Planspiel „Jugend denkt Zukunft“

Lernen für das Leben nach der Schule, 01.07.2008

Kritik- und Phantasiephase standen heute im 11. Geschoss des Towers der Bauerfeind AG auf dem Programm. 25 Schüler des Friedrich-Schiller-Gymnasiums Zeulenroda wollen hier bis Freitag in dem Planspiel "Jugend denkt Zukunft" innovative Ideen für die Region Ostthüringen im Jahr 2020 finden. Nach der Analyse der Lebens- und Wirtschaftsbedingungen konnten die Schüler heute ihrer Phantasie freien Lauf lassen und auch die ungewöhnlichsten Ideen zusammentragen, die dann von ihren Mitschülern kritisch bewertet wurden. In dem Zukunftsspiel simulieren die Schüler den Unternehmensalltag und das Umsetzen einer neuen Idee oder das Vorstellen neuer Produkte und Dienstleistungen. Als Pressevertreter, Forschungsinstitut und Öffentlichkeit hinterfragen sie diese Innovation in den nächsten Tagen.

Moderatorin Claudia Serwill, die das Projekt methodisch und inhaltlich begleitet, ist mit dem bisherigen Verlauf des Planspiels zufrieden: „Alle Schüler sind sehr engagiert und vor allem fit, wenn es darum geht ihre Ergebnisse zu präsentieren. Das ist nicht immer so.“ Auch die Schüler freuen sich über den gelungenen Start des Projektes. Dabei stellten sie fest, dass die Unternehmens- und Arbeitswelt von Bauerfeind nicht so ist, wie sie es sich vorgestellt haben. „Die Möglichkeiten hier zu arbeiten sind so unterschiedlich. Ich wusste nicht, dass es noch viele andere Bereiche neben der Produktion im Unternehmen gibt“, meint Victoria Hartmann.

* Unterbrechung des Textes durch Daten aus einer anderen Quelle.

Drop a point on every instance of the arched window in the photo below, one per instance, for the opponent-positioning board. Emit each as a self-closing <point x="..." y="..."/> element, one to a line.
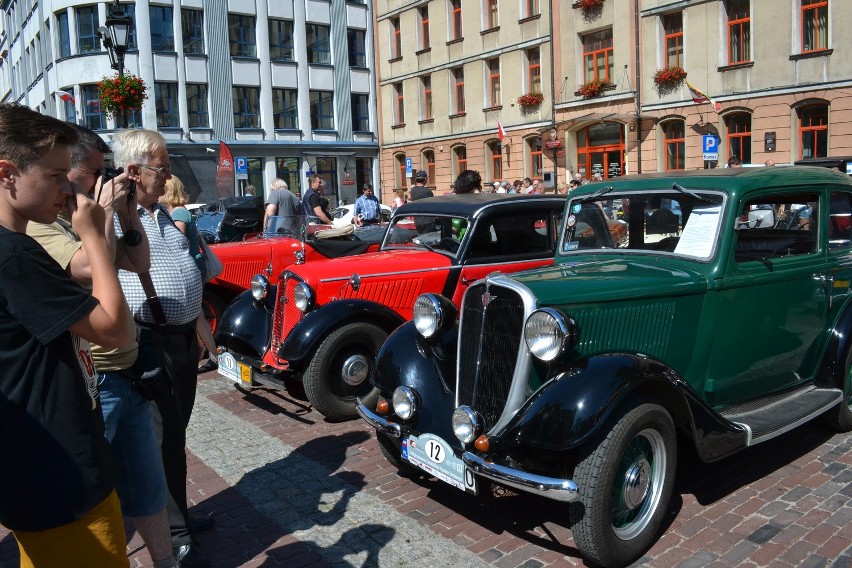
<point x="495" y="160"/>
<point x="675" y="144"/>
<point x="739" y="136"/>
<point x="813" y="131"/>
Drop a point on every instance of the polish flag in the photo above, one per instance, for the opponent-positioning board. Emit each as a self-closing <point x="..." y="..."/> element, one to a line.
<point x="65" y="96"/>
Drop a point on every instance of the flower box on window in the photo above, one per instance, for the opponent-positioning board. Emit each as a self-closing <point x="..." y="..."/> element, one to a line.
<point x="593" y="88"/>
<point x="586" y="5"/>
<point x="531" y="100"/>
<point x="121" y="94"/>
<point x="669" y="77"/>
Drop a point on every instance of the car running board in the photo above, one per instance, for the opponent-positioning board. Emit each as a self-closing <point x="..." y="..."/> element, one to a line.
<point x="768" y="417"/>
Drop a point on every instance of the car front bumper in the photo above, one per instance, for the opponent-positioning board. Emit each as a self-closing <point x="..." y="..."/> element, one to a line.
<point x="564" y="490"/>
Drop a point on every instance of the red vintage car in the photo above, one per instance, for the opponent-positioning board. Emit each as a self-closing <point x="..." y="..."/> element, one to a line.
<point x="323" y="322"/>
<point x="285" y="241"/>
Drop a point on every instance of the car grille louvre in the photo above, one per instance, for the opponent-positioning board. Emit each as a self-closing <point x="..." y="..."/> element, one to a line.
<point x="488" y="349"/>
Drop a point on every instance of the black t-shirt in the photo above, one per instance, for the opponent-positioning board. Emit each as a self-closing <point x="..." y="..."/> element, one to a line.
<point x="55" y="463"/>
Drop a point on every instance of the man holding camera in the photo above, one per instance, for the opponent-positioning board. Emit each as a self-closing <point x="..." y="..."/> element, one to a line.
<point x="128" y="423"/>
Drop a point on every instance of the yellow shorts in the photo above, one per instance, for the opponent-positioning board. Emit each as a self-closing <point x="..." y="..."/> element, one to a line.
<point x="95" y="539"/>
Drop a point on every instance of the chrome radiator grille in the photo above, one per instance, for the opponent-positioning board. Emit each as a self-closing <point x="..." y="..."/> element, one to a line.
<point x="492" y="321"/>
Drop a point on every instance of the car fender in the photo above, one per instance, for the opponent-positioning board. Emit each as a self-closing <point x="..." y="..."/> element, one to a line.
<point x="306" y="335"/>
<point x="426" y="366"/>
<point x="246" y="324"/>
<point x="578" y="402"/>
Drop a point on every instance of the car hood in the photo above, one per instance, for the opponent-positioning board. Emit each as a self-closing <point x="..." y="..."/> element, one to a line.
<point x="372" y="265"/>
<point x="596" y="279"/>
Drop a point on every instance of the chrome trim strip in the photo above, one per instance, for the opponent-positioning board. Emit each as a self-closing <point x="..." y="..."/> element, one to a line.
<point x="564" y="490"/>
<point x="378" y="422"/>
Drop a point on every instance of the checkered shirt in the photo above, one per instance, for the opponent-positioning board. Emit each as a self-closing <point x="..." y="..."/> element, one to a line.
<point x="176" y="277"/>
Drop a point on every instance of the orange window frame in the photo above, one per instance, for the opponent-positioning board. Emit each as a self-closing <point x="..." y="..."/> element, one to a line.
<point x="810" y="12"/>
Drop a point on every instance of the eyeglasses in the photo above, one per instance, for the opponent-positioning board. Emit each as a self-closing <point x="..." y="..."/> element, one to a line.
<point x="162" y="170"/>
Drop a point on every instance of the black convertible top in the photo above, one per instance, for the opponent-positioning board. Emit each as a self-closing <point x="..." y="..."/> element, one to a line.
<point x="469" y="204"/>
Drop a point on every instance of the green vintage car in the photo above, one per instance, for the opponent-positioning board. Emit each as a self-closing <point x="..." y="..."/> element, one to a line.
<point x="709" y="306"/>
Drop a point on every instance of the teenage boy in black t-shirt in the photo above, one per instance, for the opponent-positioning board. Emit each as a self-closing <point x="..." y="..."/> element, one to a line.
<point x="54" y="460"/>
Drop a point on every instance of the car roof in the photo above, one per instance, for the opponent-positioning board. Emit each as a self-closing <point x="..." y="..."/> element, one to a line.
<point x="470" y="204"/>
<point x="721" y="178"/>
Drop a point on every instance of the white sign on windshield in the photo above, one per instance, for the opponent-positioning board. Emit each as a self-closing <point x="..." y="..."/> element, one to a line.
<point x="699" y="234"/>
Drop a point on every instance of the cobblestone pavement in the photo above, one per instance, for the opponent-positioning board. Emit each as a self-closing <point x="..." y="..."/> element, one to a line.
<point x="289" y="489"/>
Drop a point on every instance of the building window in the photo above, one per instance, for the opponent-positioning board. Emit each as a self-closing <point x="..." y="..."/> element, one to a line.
<point x="395" y="38"/>
<point x="288" y="170"/>
<point x="536" y="165"/>
<point x="87" y="25"/>
<point x="399" y="175"/>
<point x="534" y="69"/>
<point x="399" y="105"/>
<point x="495" y="153"/>
<point x="192" y="30"/>
<point x="246" y="102"/>
<point x="673" y="134"/>
<point x="458" y="90"/>
<point x="196" y="103"/>
<point x="597" y="56"/>
<point x="357" y="47"/>
<point x="322" y="110"/>
<point x="281" y="40"/>
<point x="455" y="20"/>
<point x="165" y="98"/>
<point x="739" y="136"/>
<point x="64" y="35"/>
<point x="739" y="31"/>
<point x="814" y="25"/>
<point x="813" y="131"/>
<point x="532" y="8"/>
<point x="162" y="28"/>
<point x="673" y="40"/>
<point x="423" y="16"/>
<point x="319" y="47"/>
<point x="492" y="69"/>
<point x="360" y="113"/>
<point x="459" y="160"/>
<point x="426" y="97"/>
<point x="492" y="19"/>
<point x="285" y="108"/>
<point x="241" y="35"/>
<point x="428" y="162"/>
<point x="92" y="116"/>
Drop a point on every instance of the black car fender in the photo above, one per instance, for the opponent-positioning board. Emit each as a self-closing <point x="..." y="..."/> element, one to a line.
<point x="581" y="400"/>
<point x="306" y="335"/>
<point x="246" y="325"/>
<point x="426" y="366"/>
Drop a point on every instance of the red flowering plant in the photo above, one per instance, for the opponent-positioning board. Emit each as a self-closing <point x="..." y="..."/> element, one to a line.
<point x="530" y="100"/>
<point x="121" y="93"/>
<point x="592" y="89"/>
<point x="669" y="77"/>
<point x="586" y="5"/>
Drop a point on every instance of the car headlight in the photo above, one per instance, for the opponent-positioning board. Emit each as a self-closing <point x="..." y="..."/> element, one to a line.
<point x="467" y="424"/>
<point x="405" y="402"/>
<point x="433" y="313"/>
<point x="548" y="333"/>
<point x="303" y="296"/>
<point x="259" y="287"/>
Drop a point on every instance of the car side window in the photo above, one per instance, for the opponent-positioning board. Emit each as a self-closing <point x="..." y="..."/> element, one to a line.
<point x="777" y="226"/>
<point x="840" y="220"/>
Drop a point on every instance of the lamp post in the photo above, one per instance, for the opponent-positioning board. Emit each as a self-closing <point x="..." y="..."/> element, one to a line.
<point x="115" y="36"/>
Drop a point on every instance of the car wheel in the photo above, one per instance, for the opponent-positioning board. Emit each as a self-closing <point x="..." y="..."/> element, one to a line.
<point x="339" y="372"/>
<point x="839" y="418"/>
<point x="625" y="478"/>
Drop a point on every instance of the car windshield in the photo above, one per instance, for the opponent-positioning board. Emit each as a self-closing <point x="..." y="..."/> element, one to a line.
<point x="442" y="234"/>
<point x="677" y="221"/>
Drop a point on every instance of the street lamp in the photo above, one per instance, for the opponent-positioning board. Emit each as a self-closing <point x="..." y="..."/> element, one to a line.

Die 17-jährige freut sich besonders darauf, Zukunftskonzepte zu entwickeln, dabei neue Präsentationstechniken zu erlernen und auch das Thüringer Unternehmen besser kennenzulernen. Am Mittwoch erhalten die Gymnasiasten einen Einblick in die Strukturen und Arbeitsweisen bei Bauerfeind.

Bereits während der Kreativphase wollen einige Schüler in der Gruppe ihre Mitschüler von ihren Ideen – Innovationen zu Leben, Bildung und Freizeit in der Region, aber auch zu wirtschaftlichen Konzepten – überzeugen. Die kritische Auseinandersetzung mit den Ideen ist Teil des Projektes, denn letztlich müssen die Vorschläge den realen Marktbedingungen standhalten.

Am Ende der Woche stellen die Schüler in einer großen Präsentation ihre Ergebnisse vor. Am Freitag stehen sie im Bio-Seehotel Zeulenroda Vertretern aus Politik, Wirtschaft und Unternehmensmitarbeitern Rede und Antwort.